Minha posição depressiva é apenas uma cobertura para uma posição esquizóide mais profunda.
O todo é produzido, ele é ele próprio produzido como uma parte ao lado das partes, que ele não unifica nem totaliza, mas que se aplica a elas, instaurando somente comunicações aberrantes entre vasos não comunicantes, unidades transversais entre elementos que guardam toda a sua diferença nas suas dimensões próprias.
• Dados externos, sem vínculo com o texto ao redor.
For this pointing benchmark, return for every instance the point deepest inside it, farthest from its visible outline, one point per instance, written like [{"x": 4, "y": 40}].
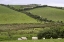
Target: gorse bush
[{"x": 54, "y": 32}]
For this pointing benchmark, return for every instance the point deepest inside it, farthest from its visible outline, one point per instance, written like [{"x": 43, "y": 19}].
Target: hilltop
[
  {"x": 8, "y": 16},
  {"x": 49, "y": 13}
]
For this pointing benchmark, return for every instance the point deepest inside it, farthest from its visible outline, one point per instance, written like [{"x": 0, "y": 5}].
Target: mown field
[
  {"x": 47, "y": 40},
  {"x": 9, "y": 16},
  {"x": 49, "y": 13}
]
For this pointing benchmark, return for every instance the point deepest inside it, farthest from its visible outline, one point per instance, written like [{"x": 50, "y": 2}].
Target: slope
[
  {"x": 8, "y": 16},
  {"x": 49, "y": 13}
]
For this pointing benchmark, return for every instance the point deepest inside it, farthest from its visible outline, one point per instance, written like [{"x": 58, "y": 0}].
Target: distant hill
[
  {"x": 9, "y": 16},
  {"x": 49, "y": 13}
]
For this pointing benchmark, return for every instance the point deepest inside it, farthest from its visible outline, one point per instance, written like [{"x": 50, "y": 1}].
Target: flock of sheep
[
  {"x": 33, "y": 38},
  {"x": 25, "y": 38}
]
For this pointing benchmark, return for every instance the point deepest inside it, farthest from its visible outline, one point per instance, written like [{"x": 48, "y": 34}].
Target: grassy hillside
[
  {"x": 47, "y": 40},
  {"x": 49, "y": 13},
  {"x": 8, "y": 16}
]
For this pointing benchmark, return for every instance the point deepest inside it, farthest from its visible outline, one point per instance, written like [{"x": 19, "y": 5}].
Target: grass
[
  {"x": 49, "y": 13},
  {"x": 47, "y": 40},
  {"x": 9, "y": 16}
]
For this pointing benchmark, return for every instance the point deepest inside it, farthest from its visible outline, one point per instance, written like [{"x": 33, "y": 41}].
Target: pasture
[
  {"x": 46, "y": 40},
  {"x": 9, "y": 16},
  {"x": 49, "y": 13}
]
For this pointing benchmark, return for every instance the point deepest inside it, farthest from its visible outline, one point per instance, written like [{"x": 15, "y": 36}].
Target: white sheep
[
  {"x": 19, "y": 39},
  {"x": 34, "y": 38},
  {"x": 24, "y": 38}
]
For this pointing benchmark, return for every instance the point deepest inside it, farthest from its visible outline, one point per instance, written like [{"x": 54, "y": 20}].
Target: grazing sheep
[
  {"x": 43, "y": 38},
  {"x": 34, "y": 38},
  {"x": 23, "y": 38},
  {"x": 19, "y": 39},
  {"x": 59, "y": 38}
]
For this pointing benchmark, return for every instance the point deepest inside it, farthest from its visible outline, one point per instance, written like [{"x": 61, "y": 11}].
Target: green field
[
  {"x": 49, "y": 13},
  {"x": 47, "y": 40},
  {"x": 9, "y": 16}
]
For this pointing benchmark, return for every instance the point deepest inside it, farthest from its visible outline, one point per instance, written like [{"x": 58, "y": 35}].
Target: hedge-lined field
[
  {"x": 47, "y": 40},
  {"x": 9, "y": 16},
  {"x": 49, "y": 13}
]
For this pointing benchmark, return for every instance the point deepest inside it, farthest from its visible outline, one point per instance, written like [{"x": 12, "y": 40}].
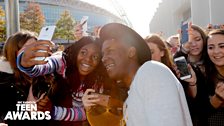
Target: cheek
[{"x": 210, "y": 54}]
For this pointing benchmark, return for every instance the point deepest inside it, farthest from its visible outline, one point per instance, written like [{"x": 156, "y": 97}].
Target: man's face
[{"x": 115, "y": 59}]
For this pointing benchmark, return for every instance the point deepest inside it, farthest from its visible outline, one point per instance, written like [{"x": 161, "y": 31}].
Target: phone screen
[
  {"x": 83, "y": 22},
  {"x": 182, "y": 66},
  {"x": 184, "y": 32},
  {"x": 46, "y": 33}
]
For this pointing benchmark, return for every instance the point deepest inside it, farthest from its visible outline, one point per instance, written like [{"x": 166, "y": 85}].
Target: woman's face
[
  {"x": 195, "y": 43},
  {"x": 157, "y": 54},
  {"x": 88, "y": 59},
  {"x": 215, "y": 49}
]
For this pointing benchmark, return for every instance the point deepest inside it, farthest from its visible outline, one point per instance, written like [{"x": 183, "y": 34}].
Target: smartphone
[
  {"x": 182, "y": 66},
  {"x": 83, "y": 23},
  {"x": 46, "y": 33},
  {"x": 184, "y": 32},
  {"x": 104, "y": 99}
]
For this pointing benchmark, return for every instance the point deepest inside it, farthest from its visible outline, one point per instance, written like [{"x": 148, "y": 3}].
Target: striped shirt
[{"x": 57, "y": 63}]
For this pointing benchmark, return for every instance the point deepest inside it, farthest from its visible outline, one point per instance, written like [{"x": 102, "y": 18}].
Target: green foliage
[
  {"x": 32, "y": 18},
  {"x": 65, "y": 27},
  {"x": 2, "y": 25}
]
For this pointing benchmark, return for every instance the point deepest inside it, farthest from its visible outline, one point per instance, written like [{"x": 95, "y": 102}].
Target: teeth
[
  {"x": 85, "y": 65},
  {"x": 217, "y": 57},
  {"x": 108, "y": 67}
]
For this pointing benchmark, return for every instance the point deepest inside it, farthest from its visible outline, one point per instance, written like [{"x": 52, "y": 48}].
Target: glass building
[{"x": 52, "y": 10}]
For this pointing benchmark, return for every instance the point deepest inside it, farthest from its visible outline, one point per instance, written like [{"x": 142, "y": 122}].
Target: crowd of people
[{"x": 117, "y": 78}]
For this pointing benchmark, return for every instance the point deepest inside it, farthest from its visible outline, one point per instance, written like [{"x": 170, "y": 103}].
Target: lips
[
  {"x": 85, "y": 67},
  {"x": 109, "y": 66}
]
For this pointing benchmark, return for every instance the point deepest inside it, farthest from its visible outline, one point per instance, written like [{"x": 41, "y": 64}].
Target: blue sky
[{"x": 139, "y": 12}]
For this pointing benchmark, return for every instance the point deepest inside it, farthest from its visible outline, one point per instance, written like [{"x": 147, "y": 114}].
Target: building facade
[
  {"x": 170, "y": 13},
  {"x": 52, "y": 10}
]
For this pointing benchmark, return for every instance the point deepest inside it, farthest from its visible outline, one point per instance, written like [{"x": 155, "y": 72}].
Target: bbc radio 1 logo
[{"x": 27, "y": 110}]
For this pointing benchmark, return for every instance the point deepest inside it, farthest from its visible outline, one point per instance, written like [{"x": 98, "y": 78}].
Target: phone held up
[
  {"x": 184, "y": 32},
  {"x": 182, "y": 67},
  {"x": 83, "y": 23},
  {"x": 46, "y": 33},
  {"x": 103, "y": 99}
]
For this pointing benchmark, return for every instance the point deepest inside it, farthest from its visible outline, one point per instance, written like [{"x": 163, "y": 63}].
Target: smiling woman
[
  {"x": 215, "y": 75},
  {"x": 79, "y": 67}
]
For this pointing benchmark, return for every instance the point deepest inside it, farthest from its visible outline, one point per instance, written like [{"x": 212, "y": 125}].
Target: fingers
[
  {"x": 78, "y": 31},
  {"x": 193, "y": 78},
  {"x": 89, "y": 99},
  {"x": 33, "y": 50},
  {"x": 219, "y": 91}
]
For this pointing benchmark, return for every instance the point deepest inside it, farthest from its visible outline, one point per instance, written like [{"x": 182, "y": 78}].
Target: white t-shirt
[{"x": 156, "y": 98}]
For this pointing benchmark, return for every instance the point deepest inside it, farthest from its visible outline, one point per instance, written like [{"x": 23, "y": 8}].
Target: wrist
[{"x": 192, "y": 84}]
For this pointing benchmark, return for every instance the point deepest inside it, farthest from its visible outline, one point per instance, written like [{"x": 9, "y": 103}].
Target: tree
[
  {"x": 65, "y": 27},
  {"x": 32, "y": 18},
  {"x": 2, "y": 25}
]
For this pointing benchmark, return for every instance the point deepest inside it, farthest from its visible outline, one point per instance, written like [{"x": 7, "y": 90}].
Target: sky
[{"x": 139, "y": 12}]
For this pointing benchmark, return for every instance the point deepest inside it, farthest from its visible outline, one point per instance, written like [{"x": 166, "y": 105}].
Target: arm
[
  {"x": 156, "y": 94},
  {"x": 68, "y": 114}
]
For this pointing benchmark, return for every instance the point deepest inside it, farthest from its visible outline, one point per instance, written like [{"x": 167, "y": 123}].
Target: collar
[{"x": 5, "y": 67}]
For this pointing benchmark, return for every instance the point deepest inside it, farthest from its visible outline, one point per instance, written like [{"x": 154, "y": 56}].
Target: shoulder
[{"x": 152, "y": 67}]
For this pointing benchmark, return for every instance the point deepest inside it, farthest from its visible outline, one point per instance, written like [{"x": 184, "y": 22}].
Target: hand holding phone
[
  {"x": 103, "y": 99},
  {"x": 83, "y": 23},
  {"x": 182, "y": 67},
  {"x": 184, "y": 32},
  {"x": 46, "y": 33}
]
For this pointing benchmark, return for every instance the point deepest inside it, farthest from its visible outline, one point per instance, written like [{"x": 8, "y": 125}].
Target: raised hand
[{"x": 31, "y": 51}]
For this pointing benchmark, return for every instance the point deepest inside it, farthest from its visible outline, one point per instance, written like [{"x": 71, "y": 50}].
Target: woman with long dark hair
[{"x": 76, "y": 69}]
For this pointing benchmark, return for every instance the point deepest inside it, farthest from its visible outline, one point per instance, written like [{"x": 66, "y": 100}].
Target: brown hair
[{"x": 156, "y": 39}]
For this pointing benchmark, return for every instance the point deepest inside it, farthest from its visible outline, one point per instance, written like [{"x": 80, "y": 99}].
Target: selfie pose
[
  {"x": 194, "y": 51},
  {"x": 79, "y": 67},
  {"x": 126, "y": 57},
  {"x": 215, "y": 76}
]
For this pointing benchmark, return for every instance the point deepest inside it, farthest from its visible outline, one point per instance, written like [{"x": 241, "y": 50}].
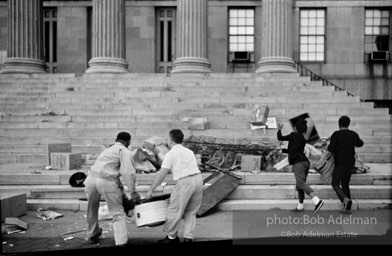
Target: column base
[
  {"x": 276, "y": 65},
  {"x": 191, "y": 65},
  {"x": 107, "y": 65},
  {"x": 23, "y": 66}
]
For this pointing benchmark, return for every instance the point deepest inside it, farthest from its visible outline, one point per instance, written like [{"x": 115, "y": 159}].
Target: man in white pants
[
  {"x": 104, "y": 179},
  {"x": 186, "y": 197}
]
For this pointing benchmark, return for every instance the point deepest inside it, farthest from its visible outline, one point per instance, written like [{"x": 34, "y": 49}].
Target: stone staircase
[{"x": 88, "y": 111}]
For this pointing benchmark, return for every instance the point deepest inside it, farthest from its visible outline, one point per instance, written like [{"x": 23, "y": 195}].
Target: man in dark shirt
[
  {"x": 300, "y": 164},
  {"x": 342, "y": 146}
]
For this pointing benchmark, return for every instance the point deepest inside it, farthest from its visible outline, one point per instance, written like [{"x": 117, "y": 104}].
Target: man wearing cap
[
  {"x": 186, "y": 197},
  {"x": 104, "y": 179}
]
Tudo começa por nebulosas, por conjuntos estatísticos de contornos vagos, por formações molares ou coletivas, comportando singularidades repartidas por acaso. Depois, nessas nebulosas ou nesses coletivos, delineiam-se 'lados', organizam-se séries, figuram-se pessoas nessas séries, sob estranhas leis de falta, de ausência, de assimetria, de exclusão, de não-comunicação. Depois, ainda, tudo se embaralha novamente, se desfaz, mas desta vez, em uma multiplicidade pura e molecular, onde os objetos parciais têm todos igualmente suas determinações positivas e entram em comunicação aberrante segunda uma transversal que percorre toda a obra, imenso fluxo que cada objeto parcial produz e recorta, reproduz e corta ao mesmo tempo. São os personagens títeres de Esforço : Vision; os sujeitos modelos, filosóficos de um certo cinema.